41. Bu durumda gerekçeli karar hakkının ihlalinin sonuçlarının
ortadan kaldırılması için yeniden yargılama yapılmasında hukuki yarar
bulunmaktadır. Yapılacak yeniden yargılama ise bireysel başvuruya özgü
düzenleme içeren 6216 sayılı Kanun'un 50. maddesinin (2) numaralı fıkrasına
göre ihlalin ve sonuçlarının ortadan kaldırılmasına yöneliktir. Bu kapsamda
yapılması gereken iş, yeniden yargılama kararı verilerek Anayasa Mahkemesini
ihlal sonucuna ulaştıran nedenleri gideren, ihlal kararında belirtilen ilkelere
uygun yeni bir karar verilmesinden ibarettir. Bu sebeple kararın bir örneğinin
yeniden yargılama yapılmak üzere Eskişehir 2. Sulh Ceza Hâkimliğine (2016/4364
D.İş) gönderilmesine karar verilmesi gerekir.
42. İhlalin ve sonuçlarının ortadan kaldırılması için yeniden
yargılama yapılmasının yeterli bir giderim sağlayacağı anlaşıldığından tazminat
talebinin reddine karar verilmesi gerektiği sonucuna ulaşılmıştır.
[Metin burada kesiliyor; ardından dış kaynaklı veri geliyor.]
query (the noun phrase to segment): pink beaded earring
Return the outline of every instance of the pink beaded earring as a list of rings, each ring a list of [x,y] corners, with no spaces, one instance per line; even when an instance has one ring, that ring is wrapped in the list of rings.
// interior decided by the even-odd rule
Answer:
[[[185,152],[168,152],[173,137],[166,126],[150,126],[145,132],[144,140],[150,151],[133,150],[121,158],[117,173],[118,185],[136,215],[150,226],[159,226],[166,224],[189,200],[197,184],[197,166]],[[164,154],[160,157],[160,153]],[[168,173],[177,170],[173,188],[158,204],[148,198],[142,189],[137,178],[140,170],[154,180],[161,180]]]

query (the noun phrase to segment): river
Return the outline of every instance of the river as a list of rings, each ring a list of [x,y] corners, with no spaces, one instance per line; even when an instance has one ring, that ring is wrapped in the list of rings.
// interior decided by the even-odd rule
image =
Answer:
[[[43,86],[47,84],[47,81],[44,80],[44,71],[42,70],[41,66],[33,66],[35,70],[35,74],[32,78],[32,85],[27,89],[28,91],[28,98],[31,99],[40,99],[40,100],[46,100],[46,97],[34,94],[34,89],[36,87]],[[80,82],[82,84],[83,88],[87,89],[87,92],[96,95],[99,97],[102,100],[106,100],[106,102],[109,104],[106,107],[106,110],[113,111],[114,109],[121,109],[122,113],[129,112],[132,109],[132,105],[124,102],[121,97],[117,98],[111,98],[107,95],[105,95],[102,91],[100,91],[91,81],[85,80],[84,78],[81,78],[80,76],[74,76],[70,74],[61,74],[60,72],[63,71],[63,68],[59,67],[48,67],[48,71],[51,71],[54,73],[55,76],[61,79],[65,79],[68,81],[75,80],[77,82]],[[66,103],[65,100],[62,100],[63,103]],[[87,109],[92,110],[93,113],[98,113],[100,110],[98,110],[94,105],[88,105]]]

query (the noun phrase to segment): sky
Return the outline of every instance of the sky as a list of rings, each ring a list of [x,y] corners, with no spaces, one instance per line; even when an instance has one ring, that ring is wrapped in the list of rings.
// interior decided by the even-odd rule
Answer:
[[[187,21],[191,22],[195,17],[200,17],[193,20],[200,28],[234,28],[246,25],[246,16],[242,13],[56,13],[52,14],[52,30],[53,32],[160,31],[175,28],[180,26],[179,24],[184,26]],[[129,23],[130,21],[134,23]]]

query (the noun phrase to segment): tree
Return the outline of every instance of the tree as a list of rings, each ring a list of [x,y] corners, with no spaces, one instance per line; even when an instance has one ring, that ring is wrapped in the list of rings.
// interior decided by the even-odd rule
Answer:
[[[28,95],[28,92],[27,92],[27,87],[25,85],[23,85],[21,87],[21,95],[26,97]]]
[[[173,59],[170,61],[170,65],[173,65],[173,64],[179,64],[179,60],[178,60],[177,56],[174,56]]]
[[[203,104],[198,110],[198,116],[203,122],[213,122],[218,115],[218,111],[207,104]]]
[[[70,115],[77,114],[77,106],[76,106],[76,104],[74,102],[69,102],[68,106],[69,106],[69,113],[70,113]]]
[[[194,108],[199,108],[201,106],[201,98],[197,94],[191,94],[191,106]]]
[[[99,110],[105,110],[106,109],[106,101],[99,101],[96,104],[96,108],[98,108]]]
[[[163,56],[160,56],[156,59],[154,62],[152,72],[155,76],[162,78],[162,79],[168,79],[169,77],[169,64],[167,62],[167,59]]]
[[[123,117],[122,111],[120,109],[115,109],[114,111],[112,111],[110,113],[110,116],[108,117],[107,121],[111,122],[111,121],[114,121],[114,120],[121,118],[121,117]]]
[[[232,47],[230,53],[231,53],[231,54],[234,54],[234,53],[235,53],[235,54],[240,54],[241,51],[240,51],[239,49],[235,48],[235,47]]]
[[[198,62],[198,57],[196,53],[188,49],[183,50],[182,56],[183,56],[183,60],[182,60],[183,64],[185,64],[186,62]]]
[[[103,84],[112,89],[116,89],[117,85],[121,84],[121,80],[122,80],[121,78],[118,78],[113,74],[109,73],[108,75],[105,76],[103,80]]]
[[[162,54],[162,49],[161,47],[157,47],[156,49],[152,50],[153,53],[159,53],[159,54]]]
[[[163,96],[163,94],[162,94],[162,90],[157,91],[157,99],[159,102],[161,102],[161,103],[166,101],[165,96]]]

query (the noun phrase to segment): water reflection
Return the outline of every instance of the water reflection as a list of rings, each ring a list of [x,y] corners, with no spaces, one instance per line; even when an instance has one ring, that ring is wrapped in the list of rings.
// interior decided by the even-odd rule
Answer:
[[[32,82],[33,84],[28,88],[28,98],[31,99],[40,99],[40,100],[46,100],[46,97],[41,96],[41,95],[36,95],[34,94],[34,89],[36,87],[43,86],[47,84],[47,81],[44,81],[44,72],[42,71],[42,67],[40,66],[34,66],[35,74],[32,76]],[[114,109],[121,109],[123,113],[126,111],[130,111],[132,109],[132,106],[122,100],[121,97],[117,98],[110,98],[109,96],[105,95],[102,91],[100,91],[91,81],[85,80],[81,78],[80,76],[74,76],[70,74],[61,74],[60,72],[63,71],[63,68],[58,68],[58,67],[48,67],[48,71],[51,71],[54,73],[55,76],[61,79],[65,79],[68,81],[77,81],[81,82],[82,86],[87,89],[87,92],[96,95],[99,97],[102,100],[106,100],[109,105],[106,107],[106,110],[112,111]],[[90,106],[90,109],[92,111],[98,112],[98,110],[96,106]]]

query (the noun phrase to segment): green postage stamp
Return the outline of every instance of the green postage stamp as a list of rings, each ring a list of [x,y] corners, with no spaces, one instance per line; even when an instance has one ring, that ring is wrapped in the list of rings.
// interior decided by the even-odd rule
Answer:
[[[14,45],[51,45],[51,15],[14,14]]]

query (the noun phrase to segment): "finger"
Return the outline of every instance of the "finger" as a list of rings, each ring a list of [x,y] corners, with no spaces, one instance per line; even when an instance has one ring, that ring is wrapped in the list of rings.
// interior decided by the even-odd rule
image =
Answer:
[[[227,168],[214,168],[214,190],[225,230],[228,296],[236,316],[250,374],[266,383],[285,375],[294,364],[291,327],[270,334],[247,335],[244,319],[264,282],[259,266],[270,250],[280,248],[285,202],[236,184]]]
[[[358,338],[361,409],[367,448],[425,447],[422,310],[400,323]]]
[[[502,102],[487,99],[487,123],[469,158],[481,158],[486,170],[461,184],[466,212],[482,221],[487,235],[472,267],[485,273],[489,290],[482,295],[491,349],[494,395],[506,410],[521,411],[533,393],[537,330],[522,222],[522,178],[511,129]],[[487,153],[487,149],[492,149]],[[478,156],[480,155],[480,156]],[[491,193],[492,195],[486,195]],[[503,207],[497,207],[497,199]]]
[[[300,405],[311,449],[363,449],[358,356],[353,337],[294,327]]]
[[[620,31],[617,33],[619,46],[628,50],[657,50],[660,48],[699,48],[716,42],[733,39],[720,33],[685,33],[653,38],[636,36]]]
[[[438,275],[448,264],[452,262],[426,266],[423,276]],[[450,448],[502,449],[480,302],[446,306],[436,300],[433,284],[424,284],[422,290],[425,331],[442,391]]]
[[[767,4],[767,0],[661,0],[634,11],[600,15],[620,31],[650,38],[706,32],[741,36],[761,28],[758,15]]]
43. Dosyadaki belgelerden tespit edilen 257,50 TL harçtan ve 3.000 TL vekâlet ücretinden oluşan toplam
3.257,50 TL yargılama giderinin başvurucuya ödenmesine karar verilmesi gerekir.
VI. HÜKÜM
Açıklanan gerekçelerle;
A. Gerekçeli karar hakkının ihlal edildiğine ilişkin iddianın
KABUL EDİLEBİLİR OLDUĞUNA,
B. Anayasa'nın 36. maddesinde güvence altına alınan adil
yargılanma hakkı kapsamındaki gerekçeli karar hakkının İHLAL EDİLDİĞİNE,
C. Diğer ihlal iddialarının İNCELENMESİNE GEREK BULUNMADIĞINA,
D. Kararın bir örneğinin gerekçeli karar hakkının ihlalinin sonuçlarının
ortadan kaldırılması için yeniden yargılama yapılmak üzere Eskişehir 2. Sulh
Ceza Hâkimliğine (2016/4364 D. İş) GÖNDERİLMESİNE,
E. Tazminata ilişkin talebin REDDİNE,
F. 257,50 TL harçtan ve 3.000 TL
vekâlet ücretinden oluşan toplam 3.257,50 TL yargılama giderinin BAŞVURUCUYA
ÖDENMESİNE,
G. Ödemenin, kararın tebliğini takiben başvurucunun Hazine ve
Maliye Bakanlığına başvuru tarihinden itibaren dört ay içinde yapılmasına,
ödemede gecikme olması hâlinde bu sürenin sona erdiği tarihten ödeme tarihine
kadar geçen süre için yasal FAİZ UYGULANMASINA,
H. Kararın bir örneğinin Adalet Bakanlığına GÖNDERİLMESİNE
27/2/2020 tarihinde OYBİRLİĞİYLE karar verildi.